The writers at the gathering mulled over their shock at terrible news. Nine days earlier Dariush Forouhar and his wife, Parvaneh, had been murdered and dismembered in their home. The Forouhars were secular nationalists. Dariush, seventy at the time of his death, had been a minister in
Bazargan’s government, an activist for more than forty years. He and Parvaneh had criticized the Islamic Republic’s human rights record. On November 22, 1998, their bodies were found riddled with stab wounds. The killers had reportedly stabbed Dariush eleven times and Parvaneh, twenty-four, twisting the knife 180 degrees at each entry. They turned Dariush’s mutilated body to face Mecca. At the time of the murders, the Farouhar home was under surveillance by the intelligence ministry. No criminal could have entered unseen. The couple had entertained dinner guests that night, and
the family’s lawyer would recount with some certainty that these guests committed the crime, tying Dariush to the chair where he sat talking with them in his study and surprising Parvaneh as she got ready for bed.

Two days earlier, another writer and critic of the regime had gone for a jog and never returned. Majid Sharif was an acolyte of Shariati’s and an editor of his posthumous books. He had also translated Nietzsche and Derrida into Persian. Tehran police found his body by the side of the road on November 24. Pirouz Davani, a leftist activist, had disappeared back in August. His body was never found.

Didn’t Mokhtari feel something was wrong with the Forouhar story? Shahram asked him. The train of death, Shahram said, had begun to roll.

That Saturday was a holiday. But Shahram, who wrote for the cultural section of a newspaper, was at work putting together Sunday’s edition when a friend called to tell him that Mokhtari had vanished. The friend, an editor, had assigned Mokhtari an article, and when he’d gone to pick it up from him at the appointed time, Mokhtari was nowhere to be found.

He’d been missing since he left home on Thursday evening at five o’clock to buy lightbulbs and milk, Mokhtari’s wife told Shahram when he called.

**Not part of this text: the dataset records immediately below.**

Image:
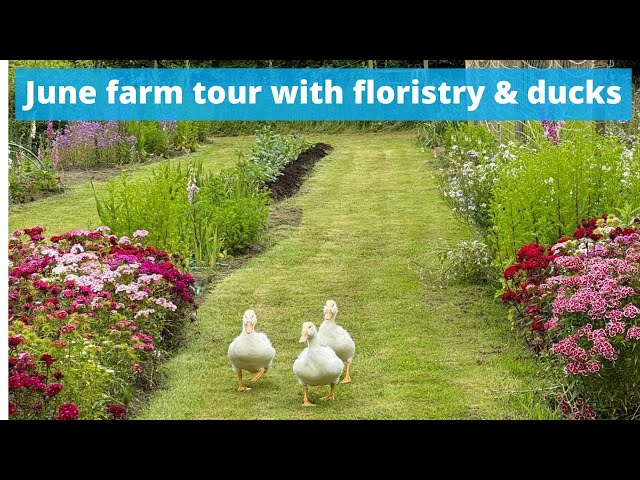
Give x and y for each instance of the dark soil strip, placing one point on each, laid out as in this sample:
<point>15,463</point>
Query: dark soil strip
<point>294,174</point>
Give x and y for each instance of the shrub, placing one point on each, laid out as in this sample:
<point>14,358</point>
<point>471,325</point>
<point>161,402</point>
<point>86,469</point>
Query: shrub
<point>272,151</point>
<point>542,193</point>
<point>29,175</point>
<point>91,144</point>
<point>188,211</point>
<point>470,261</point>
<point>91,316</point>
<point>151,138</point>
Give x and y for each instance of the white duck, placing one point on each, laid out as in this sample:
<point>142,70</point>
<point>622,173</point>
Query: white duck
<point>336,337</point>
<point>251,350</point>
<point>317,364</point>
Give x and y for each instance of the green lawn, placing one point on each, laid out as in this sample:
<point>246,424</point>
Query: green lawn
<point>371,221</point>
<point>76,207</point>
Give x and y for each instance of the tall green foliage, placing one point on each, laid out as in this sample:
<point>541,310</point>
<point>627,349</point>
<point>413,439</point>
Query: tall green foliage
<point>543,193</point>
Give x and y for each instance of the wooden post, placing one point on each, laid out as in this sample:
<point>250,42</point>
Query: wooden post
<point>601,127</point>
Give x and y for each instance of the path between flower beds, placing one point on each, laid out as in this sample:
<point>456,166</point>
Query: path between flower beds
<point>371,223</point>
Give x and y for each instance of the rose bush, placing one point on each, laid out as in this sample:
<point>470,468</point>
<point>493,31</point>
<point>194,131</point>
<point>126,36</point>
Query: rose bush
<point>578,300</point>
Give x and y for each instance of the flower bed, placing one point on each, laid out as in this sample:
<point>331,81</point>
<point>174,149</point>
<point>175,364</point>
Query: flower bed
<point>91,316</point>
<point>577,300</point>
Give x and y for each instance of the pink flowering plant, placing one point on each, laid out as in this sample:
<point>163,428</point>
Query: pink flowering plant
<point>90,144</point>
<point>91,316</point>
<point>579,300</point>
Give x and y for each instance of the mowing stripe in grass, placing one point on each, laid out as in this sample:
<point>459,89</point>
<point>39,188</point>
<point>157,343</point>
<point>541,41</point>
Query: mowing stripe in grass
<point>372,221</point>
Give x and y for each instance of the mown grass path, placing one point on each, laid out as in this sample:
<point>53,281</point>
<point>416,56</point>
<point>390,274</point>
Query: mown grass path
<point>372,223</point>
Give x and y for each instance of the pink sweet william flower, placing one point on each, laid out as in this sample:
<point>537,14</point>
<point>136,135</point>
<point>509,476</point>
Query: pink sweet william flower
<point>53,389</point>
<point>67,411</point>
<point>633,333</point>
<point>630,311</point>
<point>67,328</point>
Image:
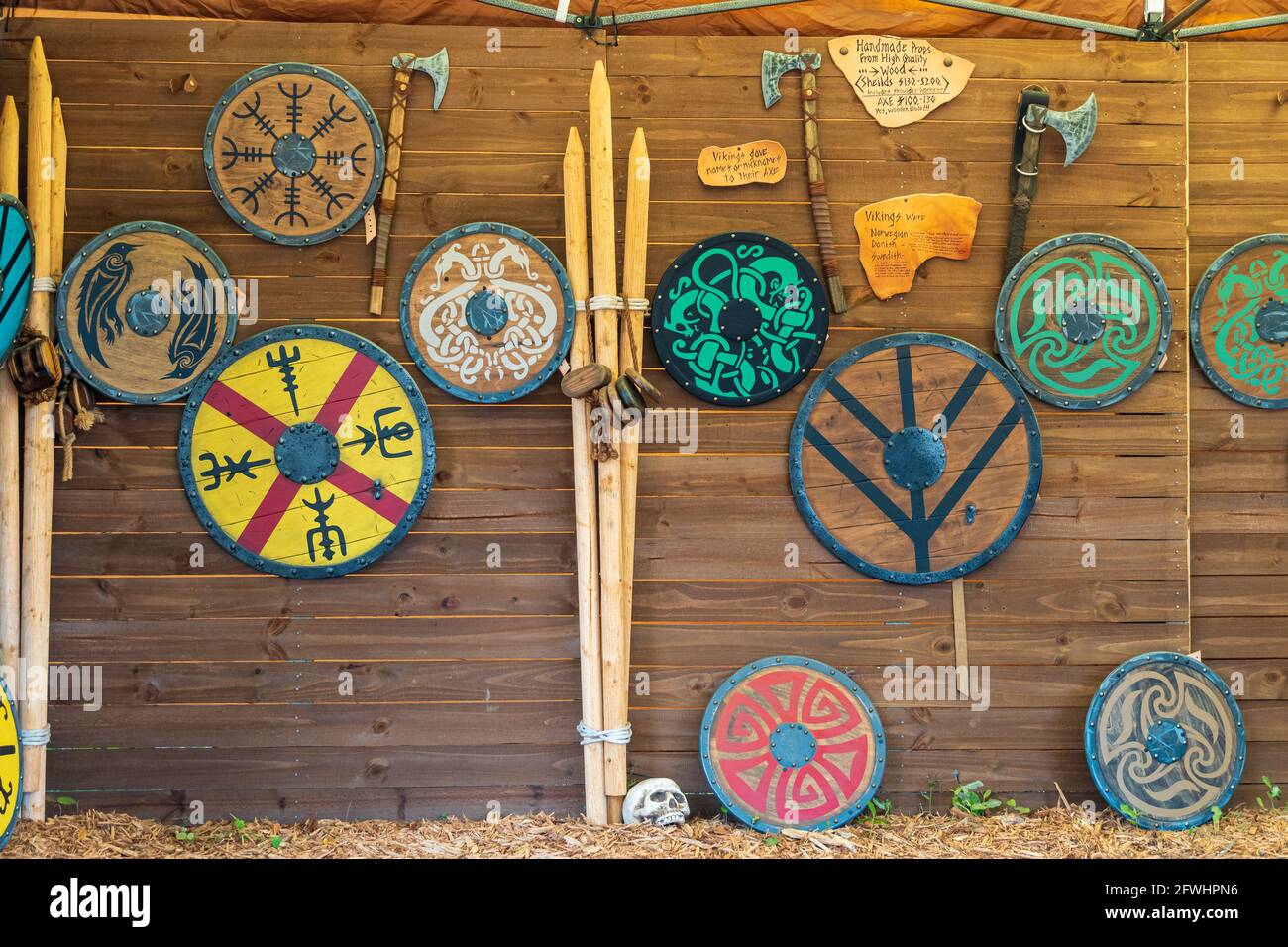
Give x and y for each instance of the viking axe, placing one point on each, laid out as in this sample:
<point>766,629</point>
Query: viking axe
<point>773,67</point>
<point>1034,116</point>
<point>403,63</point>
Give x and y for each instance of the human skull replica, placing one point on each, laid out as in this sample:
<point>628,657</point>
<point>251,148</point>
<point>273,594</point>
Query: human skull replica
<point>656,801</point>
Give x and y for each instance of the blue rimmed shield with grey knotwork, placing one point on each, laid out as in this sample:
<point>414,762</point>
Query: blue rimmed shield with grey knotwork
<point>739,318</point>
<point>914,458</point>
<point>145,309</point>
<point>1083,321</point>
<point>1239,321</point>
<point>487,312</point>
<point>294,154</point>
<point>16,268</point>
<point>1164,741</point>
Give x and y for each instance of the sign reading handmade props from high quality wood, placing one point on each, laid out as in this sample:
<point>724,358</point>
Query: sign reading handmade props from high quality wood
<point>307,451</point>
<point>754,162</point>
<point>1239,321</point>
<point>16,262</point>
<point>791,742</point>
<point>294,154</point>
<point>487,312</point>
<point>11,764</point>
<point>914,458</point>
<point>739,318</point>
<point>900,80</point>
<point>1164,741</point>
<point>1083,321</point>
<point>897,236</point>
<point>145,309</point>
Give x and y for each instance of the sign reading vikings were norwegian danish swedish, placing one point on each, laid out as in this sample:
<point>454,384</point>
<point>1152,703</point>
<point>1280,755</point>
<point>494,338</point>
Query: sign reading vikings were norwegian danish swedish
<point>308,451</point>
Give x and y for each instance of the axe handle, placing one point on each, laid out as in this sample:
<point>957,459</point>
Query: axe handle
<point>818,192</point>
<point>389,189</point>
<point>1021,202</point>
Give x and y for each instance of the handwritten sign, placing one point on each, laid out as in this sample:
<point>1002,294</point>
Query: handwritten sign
<point>897,236</point>
<point>754,162</point>
<point>900,80</point>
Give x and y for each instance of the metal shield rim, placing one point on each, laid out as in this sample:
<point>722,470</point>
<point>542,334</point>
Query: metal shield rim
<point>73,357</point>
<point>797,474</point>
<point>7,344</point>
<point>1197,305</point>
<point>1141,377</point>
<point>822,308</point>
<point>1094,712</point>
<point>377,163</point>
<point>310,331</point>
<point>800,661</point>
<point>404,317</point>
<point>17,729</point>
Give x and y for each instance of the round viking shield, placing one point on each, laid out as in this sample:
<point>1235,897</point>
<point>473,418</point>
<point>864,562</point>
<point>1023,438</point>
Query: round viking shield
<point>11,764</point>
<point>1164,741</point>
<point>16,266</point>
<point>487,312</point>
<point>145,309</point>
<point>294,154</point>
<point>1083,321</point>
<point>739,318</point>
<point>1239,321</point>
<point>791,742</point>
<point>914,458</point>
<point>307,451</point>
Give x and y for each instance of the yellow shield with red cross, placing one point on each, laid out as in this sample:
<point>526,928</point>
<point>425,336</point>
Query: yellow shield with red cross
<point>307,451</point>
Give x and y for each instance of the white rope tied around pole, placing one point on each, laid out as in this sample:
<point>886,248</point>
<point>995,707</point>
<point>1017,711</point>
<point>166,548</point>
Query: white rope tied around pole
<point>34,737</point>
<point>606,300</point>
<point>618,735</point>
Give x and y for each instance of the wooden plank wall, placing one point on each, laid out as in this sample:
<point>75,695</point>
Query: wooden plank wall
<point>222,684</point>
<point>1239,486</point>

The family was waiting until after the holiday to alert the media. But Shahram urged them to move faster. His brother Bahram swiftly placed a newspaper story under the headline “Where Is Mohammad Mokhtari?” So began a fearful week in Shahram’s life.

Shahram worked at the newspaper and at a publishing house called Tarh-e No, associated with the reformists, particularly Akbar Ganji. The religious intellectuals who gathered around Tarh-e No were afraid.
Shahram could feel it. There was, as he would later put it, no feeling or smell that Mokhtari had been arrested. His disappearance was quiet and, for that reason, more ominous. In three or four days’ time, Mokhtari’s son identified the poet’s body at the morgue.

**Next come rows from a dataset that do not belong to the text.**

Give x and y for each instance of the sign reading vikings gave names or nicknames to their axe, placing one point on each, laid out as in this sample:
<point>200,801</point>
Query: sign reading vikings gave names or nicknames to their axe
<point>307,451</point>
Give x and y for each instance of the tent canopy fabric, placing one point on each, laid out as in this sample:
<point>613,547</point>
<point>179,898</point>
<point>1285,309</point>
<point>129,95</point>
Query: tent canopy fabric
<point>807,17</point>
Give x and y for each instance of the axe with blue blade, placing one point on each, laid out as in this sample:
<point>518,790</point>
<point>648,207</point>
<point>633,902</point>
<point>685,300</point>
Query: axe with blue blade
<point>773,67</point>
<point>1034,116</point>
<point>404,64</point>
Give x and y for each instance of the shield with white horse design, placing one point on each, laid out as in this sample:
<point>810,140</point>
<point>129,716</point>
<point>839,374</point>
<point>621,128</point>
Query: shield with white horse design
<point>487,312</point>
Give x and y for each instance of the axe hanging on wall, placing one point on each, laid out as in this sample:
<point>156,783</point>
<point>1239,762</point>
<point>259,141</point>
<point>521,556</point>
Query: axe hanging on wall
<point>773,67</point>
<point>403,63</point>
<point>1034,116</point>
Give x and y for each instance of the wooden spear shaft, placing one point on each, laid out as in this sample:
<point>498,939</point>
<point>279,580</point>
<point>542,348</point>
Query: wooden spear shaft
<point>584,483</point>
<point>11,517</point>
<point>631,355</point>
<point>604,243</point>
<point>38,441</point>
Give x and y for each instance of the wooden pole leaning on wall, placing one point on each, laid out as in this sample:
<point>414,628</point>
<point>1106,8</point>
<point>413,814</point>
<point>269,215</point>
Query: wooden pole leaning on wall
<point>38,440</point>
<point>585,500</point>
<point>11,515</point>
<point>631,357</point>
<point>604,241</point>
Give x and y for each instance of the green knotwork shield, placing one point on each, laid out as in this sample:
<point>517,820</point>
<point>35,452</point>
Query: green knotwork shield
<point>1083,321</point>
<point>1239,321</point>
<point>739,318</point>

That very night, Mohammad Jafar Pouyandeh went missing. Pouyandeh was a friend of Mokhtari’s, a writer and translator who was just then finishing a Persian translation of the Universal Declaration of Human Rights. He was found strangled in Shahriar, to the south and west of Tehran.

• • •

F
ROM THE TESTIMONY OF
M
OKHTARI’S KILLERS
, Shahram would later reconstruct the final hours of his friend and mentor’s life. He committed this chronology to memory, as though its painful recitation could project Shahram’s presence backward, so that Mokhtari would have died in loving company instead of terror and solitude.

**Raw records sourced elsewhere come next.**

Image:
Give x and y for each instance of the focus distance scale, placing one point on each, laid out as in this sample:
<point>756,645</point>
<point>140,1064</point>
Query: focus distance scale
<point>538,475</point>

Mokhtari had gone to a store on Jordan Boulevard, near his home in North Tehran, to buy milk and lightbulbs. He did not know that as many as eight assailants followed him there in two cars, one a Peugeot and the other a taxi. When he started home, some men emerged from one of the cars and showed him a summons. They told him he was under arrest and to get in the car. For hours they drove him in circles around the north of Tehran. The plan was to murder him in the office the intelligence ministry maintained in Behesht-e Zahra, the enormous graveyard south of Tehran; but the operation was a secret one, and while the head of intelligence at Behesht-e Zahra knew about it, his underlings did not. The assassins were to wait until the building was empty.